After more than 20 years of determined commitment to protecting wild tigers, our Tiger and Wildlife Crime Campaign Leader Debbie Banks has today been recognised with a prestigious international award for her work.
Debbie was attending a meeting of Interpol’s Wildlife Crime Working Group in London when she was taken by surprise and presented with the Dr Rimington Award by HRH Prince William, Duke of Cambridge.
Heather Sohl, of WWF, told the audience: “The Dr Rimington Award, given by WWF, recognises exceptional contributions to the conservation of wild tigers. Awarded annually, this year it honours the unstinting efforts and outstanding achievements of one individual to stop the trade in tigers and their parts and products.

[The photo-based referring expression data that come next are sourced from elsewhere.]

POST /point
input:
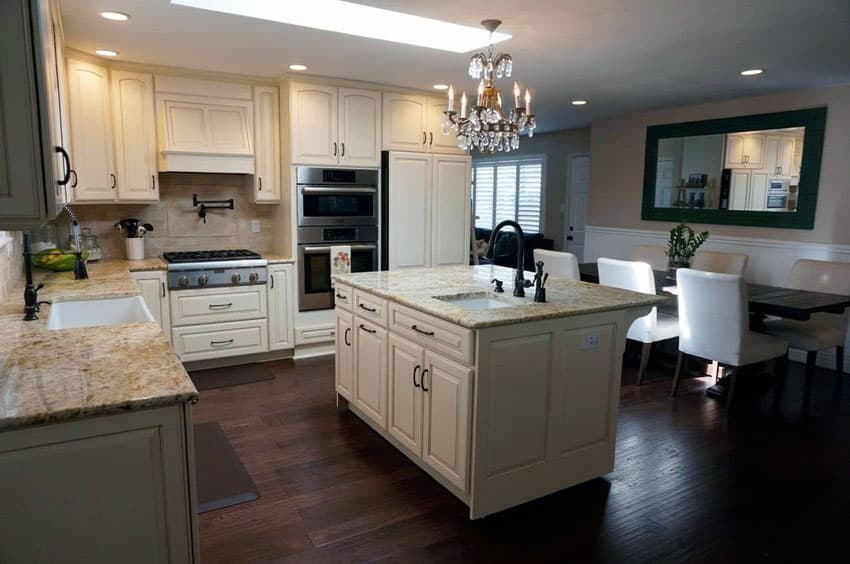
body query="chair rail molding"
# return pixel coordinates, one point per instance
(770, 260)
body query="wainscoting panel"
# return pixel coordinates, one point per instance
(770, 260)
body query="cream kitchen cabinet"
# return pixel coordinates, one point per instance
(30, 131)
(153, 286)
(334, 126)
(134, 128)
(745, 150)
(267, 186)
(429, 209)
(281, 306)
(414, 123)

“This year’s winner has been working to protect wild tigers for 22 years as the Tiger Campaign Leader for the Environmental Investigation Agency. From undercover operations exposing the illegal tiger trade to working with governments to improve policy and commitment, this individual is well known not only for her dedication to protecting tigers but also as being one of the nicest people to work with while doing it.”

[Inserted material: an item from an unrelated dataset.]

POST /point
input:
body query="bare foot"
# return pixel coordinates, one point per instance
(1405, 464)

Debbie first joined EIA since 1996, volunteering for a year before joining as a campaigner and, in 2001, becoming Tiger Campaign Leader.
She is a member of the Board of the Species Survival Network (SSN) and Chair of the SSN Big Cat Working Group. She has trained several investigators on the Tiger Campaign since 1999 and has worked on projects and investigations in India, Nepal, China, Thailand, USA, Europe and Japan. Debbie has a BSc in Zoology and an MSc in Conservation.
Mary Rice, our Executive Director, said afterwards: “Debbie’s passion for tigers and her work to help secure a future for them and to expose illegal trade has made her a unique and exceptional force to be reckoned with in her field. We’re delighted to see her efforts recognised with this award and very proud to count her among our number.”